One important aspect of my journey back to putting out books again was to get the rights to two of my books back from my original publishing house. (I had already acquired my rights back to one of my books from it’s original publishing house when they were bought by a bigger company; and I still have three books contracted with another house that I’ve come to love and trust.) And while the jumpstart to my career I received from my first publisher is something I’ll never be able to thank them enough for, having full control of my work gives me (and my anxiety and OCD) such peace.


I can control where my books are sold, what their content is, how much they cost, what the covers look like, etc. I don’t have to worry about feeling like another cog in the machine, or ever being made to feel demoralized or humiliated. I don’t have to live in fear of my work being changed or distributed without my consent, or to be told that my work is “tripe” and tossed between editors like a tennis ball again. I likely won’t make very much money off of my self published books, but I do know what money is made, I will be the only one to receive it. And that’s enough to make coming out of “retirement” worth it. I know I’ll never be a wealthy author. No JK Rowling or Nora Roberts status for me. I won’t ever own my own island like Danielle Steele, but I will have control, and that’s important to me, to my brand, and to my characters.

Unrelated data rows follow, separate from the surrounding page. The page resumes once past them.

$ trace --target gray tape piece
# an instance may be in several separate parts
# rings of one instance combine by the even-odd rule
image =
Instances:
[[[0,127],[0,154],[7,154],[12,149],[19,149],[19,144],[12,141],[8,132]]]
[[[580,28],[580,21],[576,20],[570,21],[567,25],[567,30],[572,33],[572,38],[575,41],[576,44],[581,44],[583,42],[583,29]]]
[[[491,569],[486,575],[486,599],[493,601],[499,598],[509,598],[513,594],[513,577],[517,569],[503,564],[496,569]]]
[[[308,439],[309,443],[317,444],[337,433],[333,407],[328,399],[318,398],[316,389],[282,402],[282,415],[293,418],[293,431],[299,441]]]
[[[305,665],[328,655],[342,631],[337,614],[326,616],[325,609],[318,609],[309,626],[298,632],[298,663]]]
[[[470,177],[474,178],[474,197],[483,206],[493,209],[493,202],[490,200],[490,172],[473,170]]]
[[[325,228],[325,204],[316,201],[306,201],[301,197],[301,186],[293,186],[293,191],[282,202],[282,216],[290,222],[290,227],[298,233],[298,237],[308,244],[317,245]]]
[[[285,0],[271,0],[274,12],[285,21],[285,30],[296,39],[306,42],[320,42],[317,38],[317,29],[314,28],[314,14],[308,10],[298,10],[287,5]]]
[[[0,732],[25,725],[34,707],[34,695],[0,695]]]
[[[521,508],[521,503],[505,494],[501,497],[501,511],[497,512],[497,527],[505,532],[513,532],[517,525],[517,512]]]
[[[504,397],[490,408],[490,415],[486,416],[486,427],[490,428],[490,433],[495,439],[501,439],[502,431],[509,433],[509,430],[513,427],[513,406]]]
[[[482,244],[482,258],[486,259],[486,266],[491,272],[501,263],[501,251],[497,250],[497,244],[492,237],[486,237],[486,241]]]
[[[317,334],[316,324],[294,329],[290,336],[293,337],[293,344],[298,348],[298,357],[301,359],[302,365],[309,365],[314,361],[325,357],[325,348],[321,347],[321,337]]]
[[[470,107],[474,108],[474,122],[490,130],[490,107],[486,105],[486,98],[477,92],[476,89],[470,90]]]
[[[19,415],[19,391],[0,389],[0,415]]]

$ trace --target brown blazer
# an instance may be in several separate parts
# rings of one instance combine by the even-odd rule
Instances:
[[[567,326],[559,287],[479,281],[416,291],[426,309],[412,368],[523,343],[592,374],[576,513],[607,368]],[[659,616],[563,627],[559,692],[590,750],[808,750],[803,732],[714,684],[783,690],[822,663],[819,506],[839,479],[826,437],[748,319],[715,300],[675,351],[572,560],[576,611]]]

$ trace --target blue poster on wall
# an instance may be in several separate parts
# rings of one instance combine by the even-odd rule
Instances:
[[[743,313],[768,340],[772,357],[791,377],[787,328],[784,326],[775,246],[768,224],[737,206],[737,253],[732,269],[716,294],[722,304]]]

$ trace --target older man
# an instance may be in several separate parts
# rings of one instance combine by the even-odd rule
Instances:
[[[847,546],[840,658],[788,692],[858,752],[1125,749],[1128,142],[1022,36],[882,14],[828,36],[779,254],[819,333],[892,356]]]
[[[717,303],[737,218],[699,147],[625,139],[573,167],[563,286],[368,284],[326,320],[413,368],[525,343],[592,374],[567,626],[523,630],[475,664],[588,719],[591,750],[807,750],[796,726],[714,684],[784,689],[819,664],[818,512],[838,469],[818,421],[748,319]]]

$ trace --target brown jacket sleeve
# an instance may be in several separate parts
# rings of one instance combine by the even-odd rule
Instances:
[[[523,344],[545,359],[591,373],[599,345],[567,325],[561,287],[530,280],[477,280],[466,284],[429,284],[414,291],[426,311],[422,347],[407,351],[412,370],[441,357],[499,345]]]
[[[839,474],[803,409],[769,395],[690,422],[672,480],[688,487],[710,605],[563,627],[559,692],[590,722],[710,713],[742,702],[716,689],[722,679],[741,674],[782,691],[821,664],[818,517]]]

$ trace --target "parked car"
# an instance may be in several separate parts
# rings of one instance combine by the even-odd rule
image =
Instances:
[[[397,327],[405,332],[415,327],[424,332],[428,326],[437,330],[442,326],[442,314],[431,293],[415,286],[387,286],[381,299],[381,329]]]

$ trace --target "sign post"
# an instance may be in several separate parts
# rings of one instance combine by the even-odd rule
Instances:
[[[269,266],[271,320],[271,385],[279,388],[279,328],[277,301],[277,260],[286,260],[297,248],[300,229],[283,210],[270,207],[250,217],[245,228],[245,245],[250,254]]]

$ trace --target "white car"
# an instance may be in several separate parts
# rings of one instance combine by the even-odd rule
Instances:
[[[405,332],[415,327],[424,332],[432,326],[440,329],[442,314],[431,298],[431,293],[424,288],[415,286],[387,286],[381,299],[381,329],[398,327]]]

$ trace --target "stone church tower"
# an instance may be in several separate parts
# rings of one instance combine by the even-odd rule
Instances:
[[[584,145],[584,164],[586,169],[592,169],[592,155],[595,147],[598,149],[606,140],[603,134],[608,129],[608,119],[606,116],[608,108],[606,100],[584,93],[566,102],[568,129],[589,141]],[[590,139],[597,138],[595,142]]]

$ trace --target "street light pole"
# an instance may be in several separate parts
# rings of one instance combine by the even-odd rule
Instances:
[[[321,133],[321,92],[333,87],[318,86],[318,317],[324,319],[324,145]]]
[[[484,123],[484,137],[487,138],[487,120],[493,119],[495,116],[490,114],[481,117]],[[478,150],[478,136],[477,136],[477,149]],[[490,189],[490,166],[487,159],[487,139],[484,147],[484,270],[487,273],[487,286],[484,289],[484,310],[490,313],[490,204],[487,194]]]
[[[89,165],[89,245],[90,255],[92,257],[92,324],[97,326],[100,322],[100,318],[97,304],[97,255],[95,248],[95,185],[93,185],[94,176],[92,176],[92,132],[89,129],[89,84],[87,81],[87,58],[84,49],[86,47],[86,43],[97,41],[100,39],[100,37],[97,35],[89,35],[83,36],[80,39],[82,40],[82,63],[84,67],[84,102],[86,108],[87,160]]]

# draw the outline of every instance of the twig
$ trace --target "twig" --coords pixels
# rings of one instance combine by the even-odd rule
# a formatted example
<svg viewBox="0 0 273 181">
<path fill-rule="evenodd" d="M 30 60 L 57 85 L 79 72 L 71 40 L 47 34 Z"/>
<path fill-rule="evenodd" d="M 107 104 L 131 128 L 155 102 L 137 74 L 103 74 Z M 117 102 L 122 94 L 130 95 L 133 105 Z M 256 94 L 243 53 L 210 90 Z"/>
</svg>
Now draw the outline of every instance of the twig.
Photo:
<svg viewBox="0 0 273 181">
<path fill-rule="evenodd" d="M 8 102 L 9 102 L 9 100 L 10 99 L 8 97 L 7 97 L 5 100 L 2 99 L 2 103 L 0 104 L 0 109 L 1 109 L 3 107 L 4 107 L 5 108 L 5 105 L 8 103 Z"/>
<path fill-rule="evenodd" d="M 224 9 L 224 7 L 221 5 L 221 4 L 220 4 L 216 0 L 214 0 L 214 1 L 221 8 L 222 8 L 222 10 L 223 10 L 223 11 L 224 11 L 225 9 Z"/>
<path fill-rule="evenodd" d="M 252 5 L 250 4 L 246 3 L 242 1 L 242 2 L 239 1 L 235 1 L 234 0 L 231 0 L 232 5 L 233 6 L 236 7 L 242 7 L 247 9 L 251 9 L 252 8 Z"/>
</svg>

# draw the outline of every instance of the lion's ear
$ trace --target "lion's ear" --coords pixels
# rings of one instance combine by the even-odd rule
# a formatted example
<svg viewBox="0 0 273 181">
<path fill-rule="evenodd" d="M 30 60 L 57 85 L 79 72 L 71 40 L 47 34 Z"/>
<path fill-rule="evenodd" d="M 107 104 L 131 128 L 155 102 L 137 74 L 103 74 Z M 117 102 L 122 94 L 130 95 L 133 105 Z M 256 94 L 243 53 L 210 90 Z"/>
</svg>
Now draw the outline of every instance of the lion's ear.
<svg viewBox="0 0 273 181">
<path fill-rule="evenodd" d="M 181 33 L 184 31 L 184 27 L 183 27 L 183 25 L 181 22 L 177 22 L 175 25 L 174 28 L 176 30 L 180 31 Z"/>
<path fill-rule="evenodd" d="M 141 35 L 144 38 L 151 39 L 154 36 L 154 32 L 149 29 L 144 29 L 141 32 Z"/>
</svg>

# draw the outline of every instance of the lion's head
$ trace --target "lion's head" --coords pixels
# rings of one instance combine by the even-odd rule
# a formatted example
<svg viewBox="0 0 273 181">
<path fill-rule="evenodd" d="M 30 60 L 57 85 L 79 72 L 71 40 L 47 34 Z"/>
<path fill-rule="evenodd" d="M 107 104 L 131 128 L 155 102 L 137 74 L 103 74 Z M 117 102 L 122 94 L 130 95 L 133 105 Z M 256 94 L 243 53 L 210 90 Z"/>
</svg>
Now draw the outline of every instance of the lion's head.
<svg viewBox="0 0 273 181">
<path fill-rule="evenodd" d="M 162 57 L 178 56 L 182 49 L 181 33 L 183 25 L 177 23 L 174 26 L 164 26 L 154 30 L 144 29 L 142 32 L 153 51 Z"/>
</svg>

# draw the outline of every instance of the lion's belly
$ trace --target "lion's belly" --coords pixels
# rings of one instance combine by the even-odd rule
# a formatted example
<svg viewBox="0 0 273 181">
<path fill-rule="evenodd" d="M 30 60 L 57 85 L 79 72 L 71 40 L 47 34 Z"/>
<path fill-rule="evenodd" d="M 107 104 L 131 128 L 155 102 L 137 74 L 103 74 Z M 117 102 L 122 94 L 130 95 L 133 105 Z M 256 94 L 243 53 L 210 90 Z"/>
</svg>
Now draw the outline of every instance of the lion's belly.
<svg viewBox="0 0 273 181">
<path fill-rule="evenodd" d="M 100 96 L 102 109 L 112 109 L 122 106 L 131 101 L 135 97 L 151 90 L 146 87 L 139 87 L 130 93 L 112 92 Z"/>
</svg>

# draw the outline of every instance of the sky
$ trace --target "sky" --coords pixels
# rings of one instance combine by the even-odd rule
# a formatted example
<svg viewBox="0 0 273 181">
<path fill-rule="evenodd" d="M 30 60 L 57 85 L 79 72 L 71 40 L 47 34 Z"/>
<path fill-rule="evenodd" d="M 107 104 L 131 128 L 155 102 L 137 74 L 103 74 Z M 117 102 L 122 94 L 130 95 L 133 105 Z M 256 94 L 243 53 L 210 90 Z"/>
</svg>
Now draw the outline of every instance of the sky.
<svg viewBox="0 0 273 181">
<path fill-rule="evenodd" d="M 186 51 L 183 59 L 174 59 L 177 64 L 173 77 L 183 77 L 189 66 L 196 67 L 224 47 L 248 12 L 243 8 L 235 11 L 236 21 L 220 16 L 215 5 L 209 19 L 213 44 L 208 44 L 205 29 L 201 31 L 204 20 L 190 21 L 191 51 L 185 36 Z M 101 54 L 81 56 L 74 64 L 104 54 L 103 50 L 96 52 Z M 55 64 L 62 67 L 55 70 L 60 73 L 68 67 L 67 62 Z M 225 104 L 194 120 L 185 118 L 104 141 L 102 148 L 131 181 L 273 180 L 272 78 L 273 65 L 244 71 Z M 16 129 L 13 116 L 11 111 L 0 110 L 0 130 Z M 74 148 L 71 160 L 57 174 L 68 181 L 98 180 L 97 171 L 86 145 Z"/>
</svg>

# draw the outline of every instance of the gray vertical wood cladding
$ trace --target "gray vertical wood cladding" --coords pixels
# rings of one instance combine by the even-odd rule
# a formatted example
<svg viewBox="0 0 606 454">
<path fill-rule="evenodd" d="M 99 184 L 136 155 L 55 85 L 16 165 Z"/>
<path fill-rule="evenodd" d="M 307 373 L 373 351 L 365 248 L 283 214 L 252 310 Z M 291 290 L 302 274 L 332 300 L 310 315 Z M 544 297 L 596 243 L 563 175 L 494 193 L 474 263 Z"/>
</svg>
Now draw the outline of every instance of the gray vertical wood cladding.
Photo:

So while the door to my first ever publishing experience is closing, a new door is opening. THE WHAT IF GUY and KEEPING SECRETS IN SEATTLE will be rereleased Labor Day weekend, complete with awesome new price tags and stunning new cover art—courtesy of Robinson Bear Designs. Additionally, my new adult novella, BREAKING GIRL CODE, has been rereleased as a stand-alone (it was formerly of the Once Upon a Summer Anthology) as well.





So many awesome events happening, and I’m so grateful to be back. Thank you for supporting me and loving my stories, and just wait….there’s more to come.